The Darwinian agenda
If you've been a fan of Stephen Gould's, as I was for many years, you've noticed from time to time little -- ahem -- difficulties in his easy, engaging arguments and analogies. Gosh, you said to yourself, I didn't quite see the transition there but that's just me, surely. After all, it *had* to be this way, didn't it? I mean, everything came out of somewhere to here, right? Like, Darwinism's not brain surgery.

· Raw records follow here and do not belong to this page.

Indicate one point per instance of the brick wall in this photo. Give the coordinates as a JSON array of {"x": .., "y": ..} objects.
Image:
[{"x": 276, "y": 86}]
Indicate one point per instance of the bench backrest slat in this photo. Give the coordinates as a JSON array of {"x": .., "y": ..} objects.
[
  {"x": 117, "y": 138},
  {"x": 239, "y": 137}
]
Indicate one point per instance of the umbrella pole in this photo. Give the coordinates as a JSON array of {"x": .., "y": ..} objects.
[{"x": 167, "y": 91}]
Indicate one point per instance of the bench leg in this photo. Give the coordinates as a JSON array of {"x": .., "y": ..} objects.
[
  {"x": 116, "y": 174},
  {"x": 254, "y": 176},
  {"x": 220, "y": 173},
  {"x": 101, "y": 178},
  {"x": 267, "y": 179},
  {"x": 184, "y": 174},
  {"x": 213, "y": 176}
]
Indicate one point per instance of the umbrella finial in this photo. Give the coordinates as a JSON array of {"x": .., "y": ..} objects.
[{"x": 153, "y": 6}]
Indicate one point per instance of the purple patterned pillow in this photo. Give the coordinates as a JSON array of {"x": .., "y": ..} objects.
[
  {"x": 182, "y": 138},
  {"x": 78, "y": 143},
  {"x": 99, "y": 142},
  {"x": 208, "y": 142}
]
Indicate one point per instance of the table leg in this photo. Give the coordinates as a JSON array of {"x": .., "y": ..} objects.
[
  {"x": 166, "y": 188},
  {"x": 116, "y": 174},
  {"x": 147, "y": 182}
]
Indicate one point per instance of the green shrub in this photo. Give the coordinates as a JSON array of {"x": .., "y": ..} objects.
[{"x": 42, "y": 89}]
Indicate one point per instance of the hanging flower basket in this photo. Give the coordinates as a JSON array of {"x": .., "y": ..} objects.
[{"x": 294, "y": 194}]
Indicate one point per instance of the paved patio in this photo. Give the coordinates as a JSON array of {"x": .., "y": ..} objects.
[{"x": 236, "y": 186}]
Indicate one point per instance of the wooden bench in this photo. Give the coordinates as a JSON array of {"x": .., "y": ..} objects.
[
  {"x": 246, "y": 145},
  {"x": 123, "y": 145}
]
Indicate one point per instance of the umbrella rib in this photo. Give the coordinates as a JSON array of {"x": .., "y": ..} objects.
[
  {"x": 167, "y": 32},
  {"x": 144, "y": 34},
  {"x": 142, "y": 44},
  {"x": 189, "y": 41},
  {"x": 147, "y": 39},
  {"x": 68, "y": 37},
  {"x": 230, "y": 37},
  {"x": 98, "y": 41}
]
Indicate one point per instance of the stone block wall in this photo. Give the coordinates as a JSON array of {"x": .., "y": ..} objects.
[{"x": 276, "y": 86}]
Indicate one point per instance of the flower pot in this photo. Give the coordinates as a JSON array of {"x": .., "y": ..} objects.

Well, Phillip Johnson argues that it is. Darwinism is a device for grounding materialism in the culture such that any objection to it can be reflexively dismissed as "fundamentalist" or an "attack on science" conducted by "lawyers" or "Christians". And, he further argues, the trick is done with smoke and mirrors, the sort of dazzle that professors of law like Johnson are skilled in detecting and tracking. Oddly enough, scientists are not very good at this sort of thing (few of us are these days), and only a couple seem worried over all these rhetorical leaps across chasms of missing data to dogma. Darwinism, like Marxism and Freudian psychology, is arguably a failed attempt to account for ourselves *in spite* of what we know. This book is an eye-opener: if it hadn't been written especially for Christians, I'd like to see it everywhere a high school kid might pick it up. It's almost as important to keep children from worshipping false gods as it is to set them looking for the true.

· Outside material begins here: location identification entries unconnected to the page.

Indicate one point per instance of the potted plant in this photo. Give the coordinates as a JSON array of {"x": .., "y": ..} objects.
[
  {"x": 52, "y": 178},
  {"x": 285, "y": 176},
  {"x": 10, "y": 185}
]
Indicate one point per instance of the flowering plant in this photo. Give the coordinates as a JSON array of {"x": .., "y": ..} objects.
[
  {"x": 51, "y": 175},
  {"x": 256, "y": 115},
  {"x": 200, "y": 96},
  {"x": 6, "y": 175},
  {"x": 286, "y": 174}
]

Johnson Can Only Envision a Selective Baloney Detector
There is so much wrong with this book I don't know where to begin. In the first chapter the author tries to make the reader believe that scientists cannot possibly have a poetic bone in their bodies (the Grand Canyon example). The point the author is missing is that perhaps scientists know when to put aside the fantasy and use some reality when explaining something. Also, the whole chapter on baloney detection is a disgrace. The author completely misrepresents Mr. Sagan's ideas on "baloney detection." Mr. Sagan, in "The Demon-Haunted World", stressed that we should use his "baloney detection kit" on everything, not just those ideas that we dislike. Mr. Johnson, however, hypocritically asserts that Mr. Sagan would not use the kit on the theory of evolution and yet the author (perhaps fearing the outcome) definitely didn't turn the kit on his own (religious) theory. Furthermore, in an amazing display of ignoring the obvious the author mentions the Archaeopteryx and Ambulocetus fossils and instead of giving an explanation for their existence he instead uses the illogical argument that "few fossils=no evolution." Either the author doesn't understand the fossil record (fossils are not easily made in nature, and there will be more fossils found as time goes on), or he simply wants to misinform his audience. There is so much more wrong with this book but I'll end my critique with pointing out that the author doesn't seem to understand that science must look for "natural" explanations to phenomena. Just to say "God did it" would mean that no further investigation would be necessary. And that would be the end of science.